Upon first glance, David Brook’s recent piece in The Atlantic appears to be an attack on the family and an unexpected take from a voice typically associated with championing conservative family values.
“For many people, the era of the nuclear family has been a catastrophe,” Brooks writes. “All forms of inequality are cruel, but family inequality may be the cruelest. It damages the heart.”
Dive into the lengthy article, however, and it becomes clear that the argument is much deeper that it appears. Instead of an attack, it promotes the family ideals many Americans hold dear.
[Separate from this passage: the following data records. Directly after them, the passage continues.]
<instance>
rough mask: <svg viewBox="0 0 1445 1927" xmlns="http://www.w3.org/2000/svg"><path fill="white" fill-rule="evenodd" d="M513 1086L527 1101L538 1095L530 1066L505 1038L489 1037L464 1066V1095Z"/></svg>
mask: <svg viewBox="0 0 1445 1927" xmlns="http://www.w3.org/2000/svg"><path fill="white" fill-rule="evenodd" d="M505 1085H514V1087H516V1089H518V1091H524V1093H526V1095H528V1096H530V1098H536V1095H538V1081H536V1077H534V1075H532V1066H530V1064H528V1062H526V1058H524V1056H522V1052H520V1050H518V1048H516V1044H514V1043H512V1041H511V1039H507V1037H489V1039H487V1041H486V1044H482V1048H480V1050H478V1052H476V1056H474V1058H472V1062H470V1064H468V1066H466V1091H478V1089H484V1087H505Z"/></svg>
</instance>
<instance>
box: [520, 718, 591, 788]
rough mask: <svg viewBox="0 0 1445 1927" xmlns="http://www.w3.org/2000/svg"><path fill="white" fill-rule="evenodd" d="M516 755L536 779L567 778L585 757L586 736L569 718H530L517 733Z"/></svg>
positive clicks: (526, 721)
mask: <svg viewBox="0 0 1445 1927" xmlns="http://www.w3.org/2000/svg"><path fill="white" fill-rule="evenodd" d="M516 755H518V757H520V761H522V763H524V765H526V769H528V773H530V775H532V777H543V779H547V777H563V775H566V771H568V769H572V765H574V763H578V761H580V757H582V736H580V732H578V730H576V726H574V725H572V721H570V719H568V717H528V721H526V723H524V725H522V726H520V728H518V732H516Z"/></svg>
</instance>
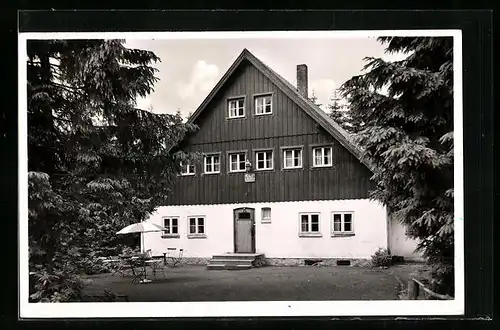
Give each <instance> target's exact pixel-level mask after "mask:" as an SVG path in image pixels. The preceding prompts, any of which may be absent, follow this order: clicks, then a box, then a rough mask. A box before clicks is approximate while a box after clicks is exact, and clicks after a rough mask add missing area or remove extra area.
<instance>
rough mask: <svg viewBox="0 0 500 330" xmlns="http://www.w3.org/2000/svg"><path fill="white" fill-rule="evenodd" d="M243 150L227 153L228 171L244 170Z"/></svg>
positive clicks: (245, 155)
mask: <svg viewBox="0 0 500 330" xmlns="http://www.w3.org/2000/svg"><path fill="white" fill-rule="evenodd" d="M245 156H246V154H245V153H244V152H239V153H234V154H229V172H245V158H246V157H245Z"/></svg>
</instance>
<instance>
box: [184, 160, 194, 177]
mask: <svg viewBox="0 0 500 330" xmlns="http://www.w3.org/2000/svg"><path fill="white" fill-rule="evenodd" d="M181 175H194V164H189V163H182V162H181Z"/></svg>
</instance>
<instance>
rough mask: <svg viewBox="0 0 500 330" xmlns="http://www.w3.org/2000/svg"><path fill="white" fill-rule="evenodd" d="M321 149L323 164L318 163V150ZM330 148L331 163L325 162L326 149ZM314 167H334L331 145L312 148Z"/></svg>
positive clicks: (332, 150) (329, 149)
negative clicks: (316, 163)
mask: <svg viewBox="0 0 500 330" xmlns="http://www.w3.org/2000/svg"><path fill="white" fill-rule="evenodd" d="M318 149H321V164H316V150H318ZM326 149H329V150H330V158H329V159H330V164H325V163H324V161H325V150H326ZM312 158H313V160H312V161H313V167H332V166H333V148H332V147H331V146H322V147H313V148H312Z"/></svg>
In a series of parts examining the shift from families that deeply relied on extended relationships, Brooks describes how a family that is detached from extended members has weakened modern society by providing less resiliency and support when troubling times arise:
“If you want to summarize the changes in family structure over the past century, the truest thing to say is this: We’ve made life freer for individuals and more unstable for families. We’ve made life better for adults but worse for children. We’ve moved from big, interconnected and extended families, which helped protect the most vulnerable people in society from the shocks of life, to smaller, detached nuclear families (a married couple and their children), which give the most privileged people in society room to maximize their talents and expand their options. The shift from bigger and interconnected extended families to smaller and detached nuclear families ultimately led to a familial system that liberates the rich and ravages the working-class and the poor.”
While the nuclear family appeared to make sense for a long time, examining why it may be time to turn things around is where Brooks makes a compelling case for “forged families.”
There’s no question that the family has always been a foundational unit of the United States. But as times change, redefining and examining what kinship means could lead to strengthening and reinforcing that foundation.